Lower delays in presence channel disconnection timeouts

Pusher Channels’ “presence channel” feature lets you implement “who’s online” functionality. When clients subscribe to a presence channel, all other subscribers are notified with a pusher:member_added event. When the client unsubscribes, subscribers are notified with a pusher:member_removed event.

Introduction

Pusher Channels’ “presence channel” feature lets you implement “who’s online” functionality. When clients subscribe to a presence channel, all other subscribers are notified with a pusher:member_added event. When the client unsubscribes, subscribers are notified with a pusher:member_removed event. Previously, the pusher:member_removed could be delayed by up to 230 seconds, leading to other users believing that a user is still online when they’re not. Today, the maximum delay is down to 75 seconds. In this post I show why there’s a delay, and how we reduced this.

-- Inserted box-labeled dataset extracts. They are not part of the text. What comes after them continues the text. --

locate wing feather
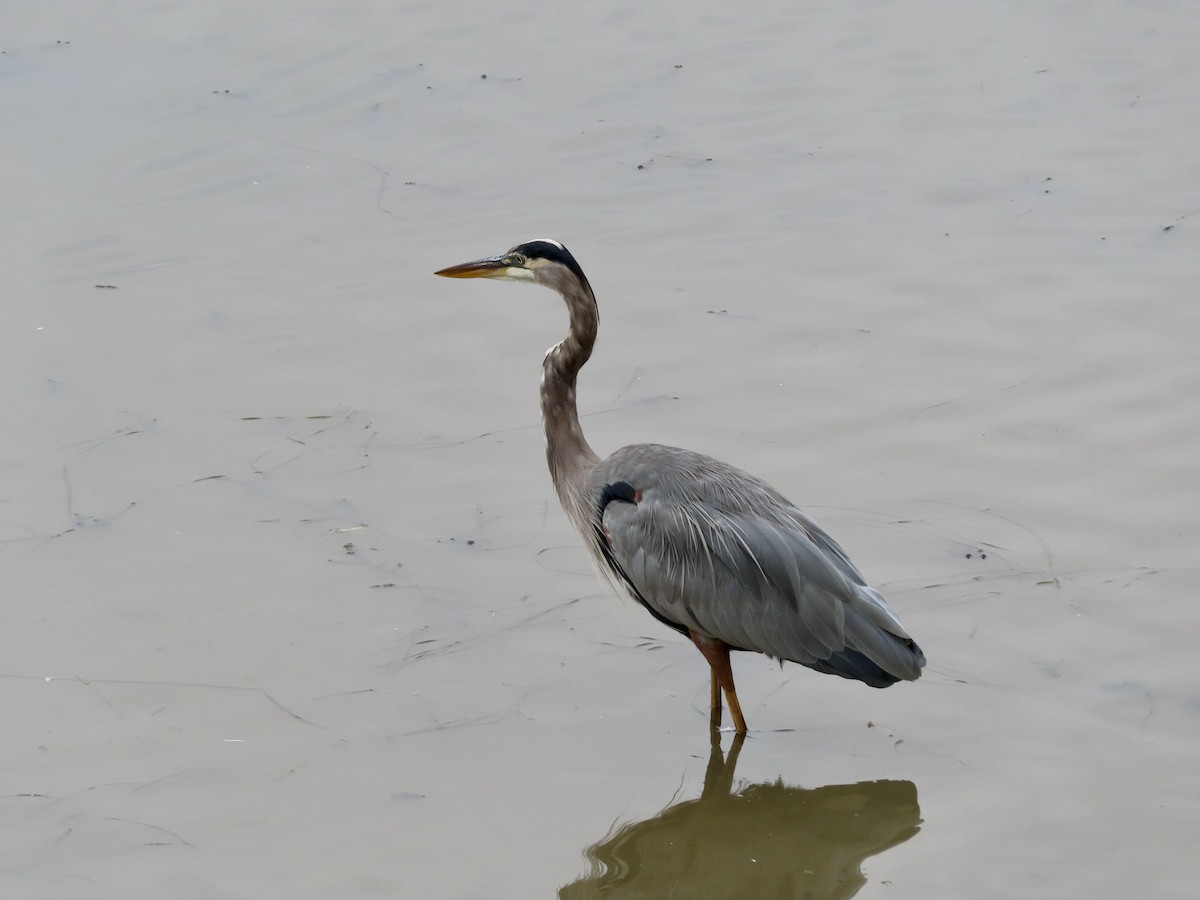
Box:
[593,444,924,686]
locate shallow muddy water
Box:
[0,1,1200,900]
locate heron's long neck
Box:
[541,283,599,514]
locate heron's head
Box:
[434,239,592,293]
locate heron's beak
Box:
[433,256,512,278]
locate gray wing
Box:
[589,444,925,686]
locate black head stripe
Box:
[509,240,590,287]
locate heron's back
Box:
[572,444,925,688]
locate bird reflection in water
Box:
[558,731,920,900]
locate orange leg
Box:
[688,631,746,734]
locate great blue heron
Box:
[437,240,925,734]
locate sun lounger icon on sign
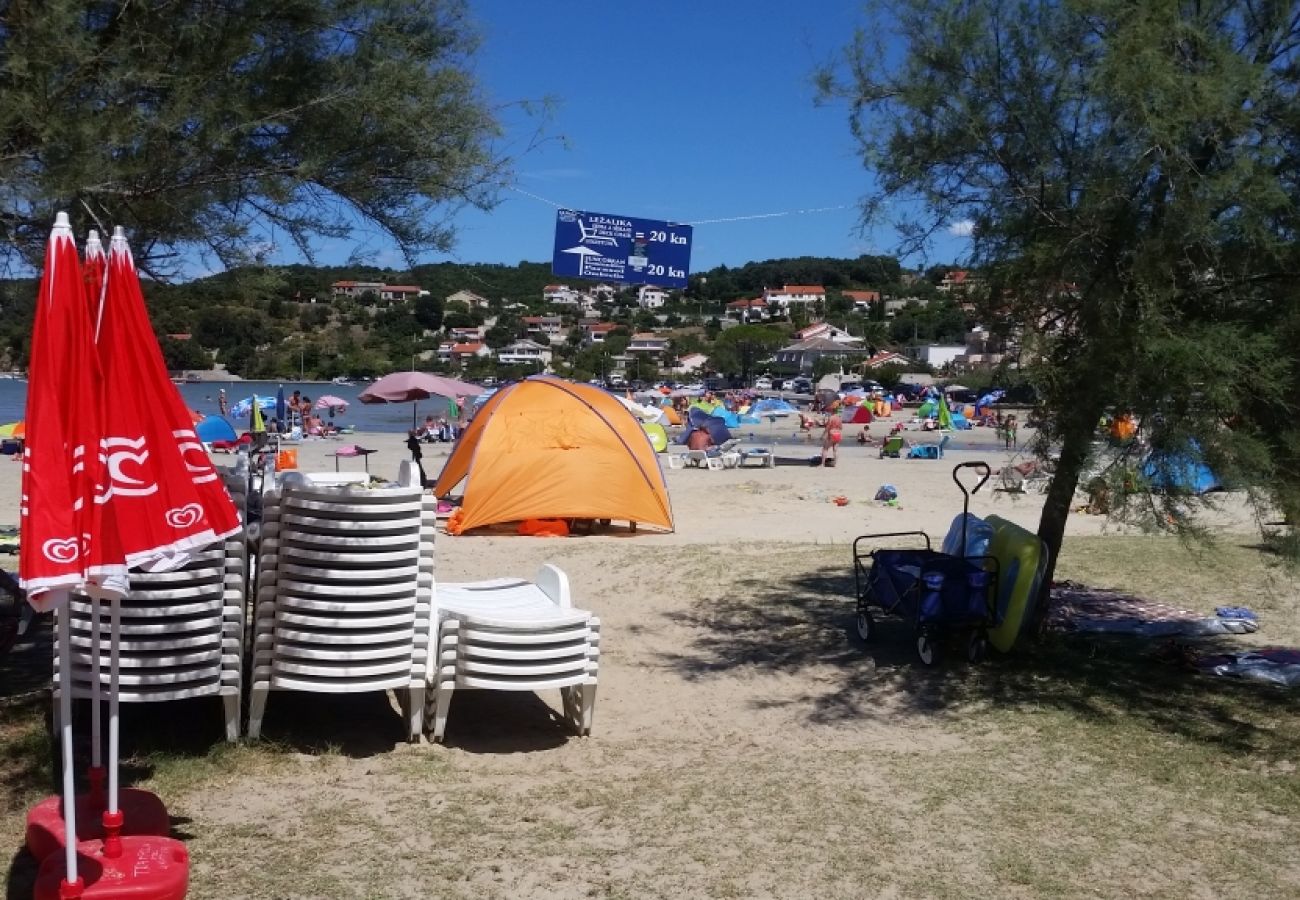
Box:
[577,216,619,247]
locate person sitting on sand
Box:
[686,427,714,451]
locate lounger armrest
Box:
[537,563,573,610]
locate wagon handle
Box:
[953,463,993,498]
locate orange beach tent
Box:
[434,376,672,533]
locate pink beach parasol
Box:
[358,372,484,427]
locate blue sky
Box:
[356,0,966,271]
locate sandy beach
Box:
[0,424,1300,899]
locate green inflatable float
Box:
[641,421,668,453]
[984,515,1048,653]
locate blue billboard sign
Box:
[551,209,693,287]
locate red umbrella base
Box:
[33,835,190,900]
[27,788,172,862]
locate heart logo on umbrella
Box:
[40,537,81,563]
[165,503,203,528]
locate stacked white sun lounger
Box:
[55,468,247,741]
[429,564,601,741]
[248,473,436,740]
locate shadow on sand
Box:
[667,572,1295,756]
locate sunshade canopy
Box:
[358,372,484,403]
[434,376,672,531]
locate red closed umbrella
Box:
[18,213,104,896]
[21,213,223,897]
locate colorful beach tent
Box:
[677,407,731,443]
[844,404,871,425]
[194,416,238,443]
[434,376,672,531]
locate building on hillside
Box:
[524,316,568,345]
[862,350,913,369]
[885,297,930,319]
[672,354,709,375]
[775,338,871,375]
[794,321,859,346]
[727,297,772,323]
[637,285,668,310]
[841,290,880,315]
[907,343,966,369]
[939,269,982,294]
[542,285,582,306]
[443,290,491,310]
[763,285,826,311]
[497,338,553,372]
[582,321,618,346]
[449,341,491,363]
[330,281,429,303]
[380,285,429,303]
[628,332,668,355]
[329,281,385,298]
[447,325,488,343]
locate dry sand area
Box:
[0,430,1300,897]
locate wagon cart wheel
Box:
[917,631,939,666]
[858,610,876,641]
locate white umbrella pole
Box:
[89,602,104,805]
[104,594,122,858]
[55,590,77,883]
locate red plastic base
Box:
[33,835,190,900]
[27,788,172,862]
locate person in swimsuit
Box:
[818,403,844,466]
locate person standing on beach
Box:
[818,402,844,466]
[407,428,428,488]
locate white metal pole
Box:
[108,594,122,813]
[55,590,77,883]
[90,597,104,775]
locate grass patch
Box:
[0,537,1300,899]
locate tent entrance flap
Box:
[434,376,672,531]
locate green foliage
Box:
[823,0,1300,557]
[0,0,506,271]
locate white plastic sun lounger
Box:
[426,564,601,741]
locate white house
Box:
[727,297,771,321]
[582,321,618,346]
[628,332,668,354]
[524,316,568,343]
[497,338,551,371]
[775,338,868,373]
[842,290,880,313]
[672,354,709,375]
[637,285,668,310]
[447,325,488,343]
[763,285,826,310]
[542,285,582,306]
[446,290,490,310]
[907,343,966,369]
[885,297,930,319]
[329,281,384,297]
[794,321,861,346]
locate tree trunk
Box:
[1030,401,1104,633]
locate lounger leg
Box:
[579,684,595,737]
[221,691,239,744]
[433,684,452,744]
[248,684,270,740]
[406,684,424,744]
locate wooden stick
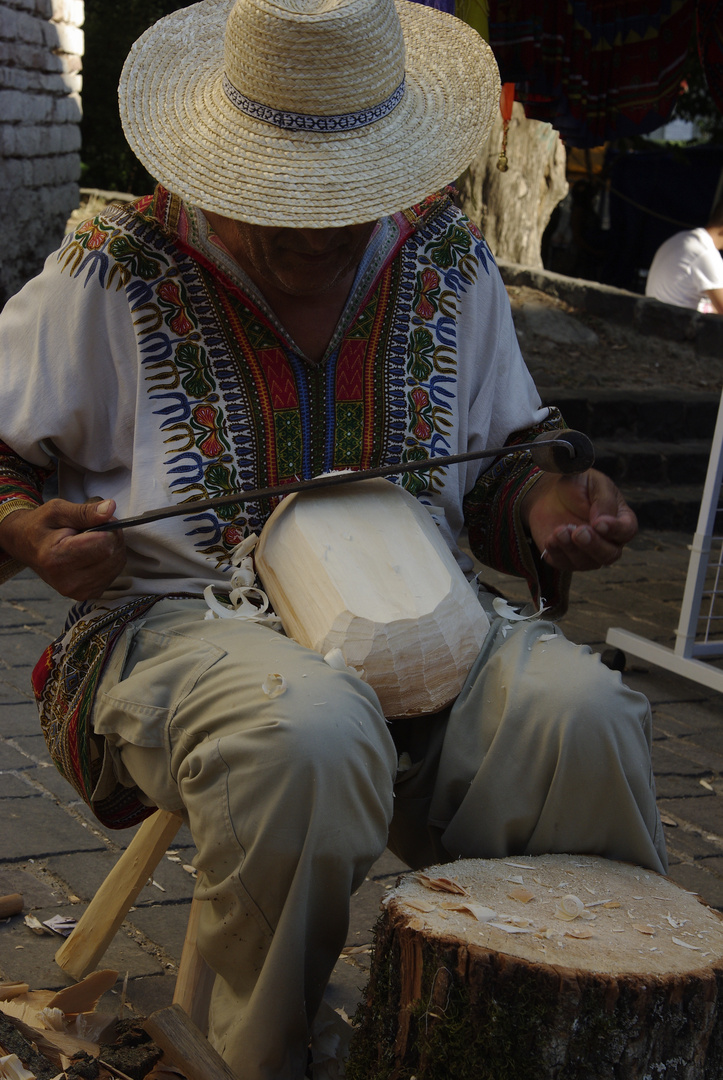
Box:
[55,810,183,978]
[143,1004,238,1080]
[173,900,216,1035]
[0,892,23,919]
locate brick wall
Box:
[0,0,83,307]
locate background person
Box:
[0,0,666,1080]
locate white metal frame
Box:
[606,393,723,693]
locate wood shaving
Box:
[488,922,535,934]
[414,873,467,896]
[440,901,497,922]
[507,885,535,904]
[262,672,286,698]
[406,899,434,912]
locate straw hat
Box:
[119,0,499,228]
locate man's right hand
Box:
[0,499,125,600]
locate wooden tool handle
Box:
[143,1004,237,1080]
[530,428,595,473]
[0,892,23,919]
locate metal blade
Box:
[88,431,591,532]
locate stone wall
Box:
[0,0,83,307]
[496,259,723,357]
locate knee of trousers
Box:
[167,658,397,876]
[490,623,652,762]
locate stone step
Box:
[594,438,710,485]
[620,483,702,536]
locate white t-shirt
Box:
[645,229,723,311]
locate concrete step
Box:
[620,483,702,536]
[540,388,720,534]
[594,438,710,485]
[540,387,720,443]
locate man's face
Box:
[222,219,375,296]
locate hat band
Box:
[224,75,404,132]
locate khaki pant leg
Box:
[94,604,397,1080]
[390,613,667,873]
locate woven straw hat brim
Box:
[119,0,499,228]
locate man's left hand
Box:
[522,469,638,570]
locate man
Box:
[645,200,723,315]
[0,0,666,1080]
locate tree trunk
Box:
[458,102,567,267]
[347,855,723,1080]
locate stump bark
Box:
[250,480,490,717]
[347,855,723,1080]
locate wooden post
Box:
[255,480,490,717]
[55,810,183,978]
[347,855,723,1080]
[173,900,216,1035]
[143,1004,238,1080]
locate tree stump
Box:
[347,855,723,1080]
[254,480,490,717]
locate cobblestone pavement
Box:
[0,532,723,1014]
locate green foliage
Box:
[81,0,194,195]
[671,44,723,146]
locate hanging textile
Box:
[490,0,695,147]
[406,0,490,41]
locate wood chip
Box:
[442,901,497,922]
[507,885,535,904]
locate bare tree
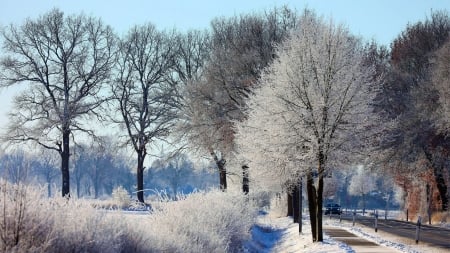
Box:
[185,8,296,190]
[0,9,116,196]
[32,148,61,197]
[348,167,377,215]
[113,24,178,202]
[432,40,450,134]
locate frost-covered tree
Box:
[348,166,377,215]
[185,8,296,189]
[239,10,377,241]
[113,24,178,202]
[0,9,116,196]
[432,40,450,134]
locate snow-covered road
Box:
[246,214,450,253]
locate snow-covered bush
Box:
[144,190,257,252]
[0,180,258,253]
[0,179,149,253]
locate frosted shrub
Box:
[148,191,257,252]
[112,186,131,208]
[0,180,151,253]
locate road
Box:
[342,215,450,249]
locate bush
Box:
[144,190,257,252]
[0,180,149,253]
[0,180,257,253]
[112,186,131,209]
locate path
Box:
[324,227,399,253]
[342,216,450,252]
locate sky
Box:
[0,0,450,128]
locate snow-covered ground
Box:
[246,214,450,253]
[247,214,353,253]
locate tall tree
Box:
[251,10,377,241]
[0,9,116,196]
[113,24,178,202]
[383,11,450,210]
[185,8,296,190]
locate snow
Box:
[245,214,450,253]
[246,214,353,253]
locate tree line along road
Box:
[342,215,450,252]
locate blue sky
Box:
[0,0,450,127]
[0,0,450,45]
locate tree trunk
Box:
[292,184,300,223]
[424,149,449,211]
[316,157,325,242]
[211,151,227,191]
[136,150,145,203]
[306,170,318,242]
[242,165,250,194]
[60,129,70,197]
[298,177,303,233]
[434,169,448,211]
[287,193,294,216]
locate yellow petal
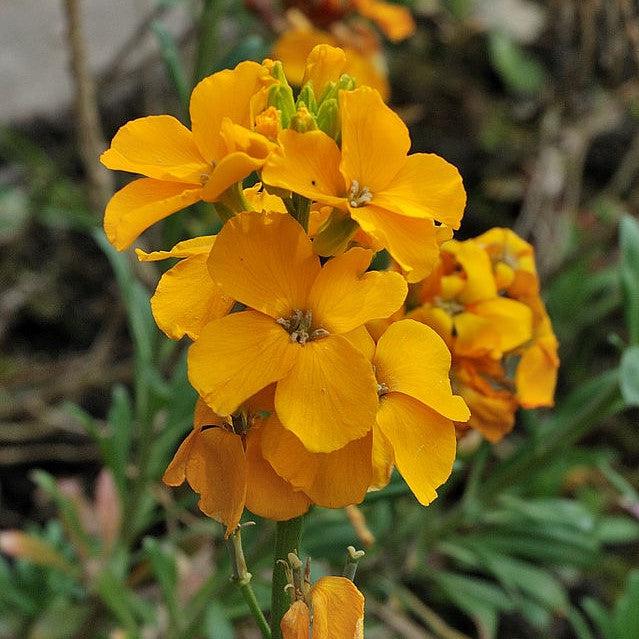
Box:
[339,87,410,195]
[190,61,270,163]
[273,29,337,87]
[377,393,457,506]
[353,0,415,42]
[302,44,346,100]
[515,341,557,408]
[262,415,372,508]
[280,600,311,639]
[372,153,466,229]
[104,178,202,251]
[275,335,377,453]
[244,182,287,213]
[374,319,470,422]
[135,235,215,262]
[186,428,247,537]
[188,311,301,415]
[246,426,310,521]
[350,205,439,283]
[262,129,346,208]
[472,297,532,356]
[151,253,233,340]
[100,115,207,186]
[209,212,320,319]
[371,424,395,488]
[311,577,364,639]
[309,247,408,333]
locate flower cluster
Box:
[407,228,559,442]
[102,45,556,535]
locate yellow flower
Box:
[136,235,233,339]
[100,62,273,250]
[262,87,466,282]
[352,0,415,42]
[280,577,364,639]
[189,212,406,452]
[263,320,469,508]
[273,26,390,100]
[162,392,310,537]
[452,357,518,443]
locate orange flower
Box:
[262,87,466,282]
[263,320,469,508]
[280,577,364,639]
[189,212,406,452]
[273,25,390,100]
[100,62,273,250]
[162,392,310,537]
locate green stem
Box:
[226,526,271,639]
[271,517,304,639]
[193,0,224,85]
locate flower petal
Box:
[188,311,300,415]
[104,178,202,251]
[246,426,310,521]
[262,129,346,209]
[190,61,270,163]
[186,428,247,537]
[374,319,470,422]
[275,335,377,453]
[372,153,466,229]
[151,253,233,340]
[339,87,410,194]
[209,212,320,319]
[280,600,311,639]
[377,393,457,506]
[308,247,408,333]
[262,415,372,508]
[350,205,439,283]
[311,577,364,639]
[100,115,207,186]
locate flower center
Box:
[348,180,373,208]
[275,309,329,344]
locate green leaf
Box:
[613,570,639,639]
[619,215,639,346]
[595,517,639,544]
[488,31,546,94]
[619,346,639,406]
[581,597,617,639]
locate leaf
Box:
[619,215,639,346]
[619,346,639,406]
[613,570,639,639]
[595,517,639,544]
[488,31,546,94]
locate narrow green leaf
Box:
[619,215,639,346]
[619,346,639,406]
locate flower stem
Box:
[271,516,304,639]
[226,526,271,639]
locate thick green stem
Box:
[271,517,304,639]
[226,526,271,639]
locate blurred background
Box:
[0,0,639,639]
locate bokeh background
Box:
[0,0,639,639]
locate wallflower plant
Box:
[102,42,558,639]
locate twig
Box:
[64,0,113,212]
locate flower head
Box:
[189,212,406,452]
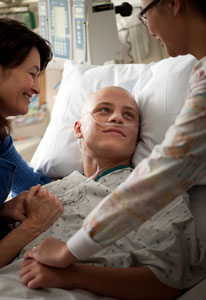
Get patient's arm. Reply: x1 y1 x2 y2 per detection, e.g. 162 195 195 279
0 191 28 224
0 185 62 267
20 259 181 300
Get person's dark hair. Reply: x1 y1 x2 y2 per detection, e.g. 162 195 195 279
186 0 206 17
0 18 52 71
0 18 53 140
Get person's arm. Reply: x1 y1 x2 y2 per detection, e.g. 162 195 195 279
0 185 63 267
0 136 51 197
0 191 28 224
23 58 206 266
20 260 181 300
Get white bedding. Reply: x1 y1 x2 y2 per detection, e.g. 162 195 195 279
0 259 114 300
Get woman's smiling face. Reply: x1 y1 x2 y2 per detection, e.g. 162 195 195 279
0 48 40 117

In most cases, the pusher:member_removed event is real-time: the client notifies Pusher Channels that it is unsubscribing or disconnecting, and then the pusher:member_removed event is immediately broadcast to everyone else. However, there is one case where pusher:member_removed events can be delayed: when a client disconnects without sending Pusher a FIN packet to tell us that it’s going away. This is called an “unclean disconnection”, and it’s most common on mobiles, which can suddenly lose their network connection, or just run out of battery.

While the client is sending or acknowledging messages, we know that the client is still connected. However, if the client uncleanly disconnects, Pusher Channels has no way to know until it tries to send the client a message. By default, this means we would never send the pusher:member_removed event for that client! So, to check if an inactive connection is still alive, our protocol has a ping/pong mechanism. Either party may check that the other side is responding by sending a ping message, to which the other party should respond with a pong message.

Previously, Pusher Channels would send a ping message to a client if the connection was inactive for 200 seconds. Then Pusher Channels would wait for 30 seconds, hoping to receive a pong message from the client. If Pusher Channels did not receive a pong message within this timeout, it would broadcast the pusher:member_removed event. In the worst case, where a client uncleanly disconnects immediately after activity, the pusher:member_removed event would be delayed by 200 + 30 = 230 seconds.

We have improved this delay by reducing these timeouts. The ping timeout is reduced from 200 seconds to 60 seconds. The pong timeout is reduced from 30 seconds to 15 seconds. This leads to a lower maximum delay of 60 + 15 = 75 seconds.

We reached these timeout configurations via careful measurement. Reducing the ping timeout results in more ping and pong messages, and thus more network and battery usage on your clients. Reducing the pong timeout too far results in cutting off high-latency clients, and thus message loss. Our new configuration is measured to balance these trade-offs.

This change mostly affects presence channels, but it’s worth noting that it affects some other nice results:

  • Your connection counts may be marginally lower, since an uncleanly disconnected client will count towards your connection quota.
  • Presence webhooks had the same delay, which is now reduced to 75 seconds.
  • Channel existence webhooks also had the same delay, which is now reduced to 75 seconds.

For now, we do not provide custom configuration of these values (unless you have a dedicated cluster). We believe these new defaults will work better for everyone.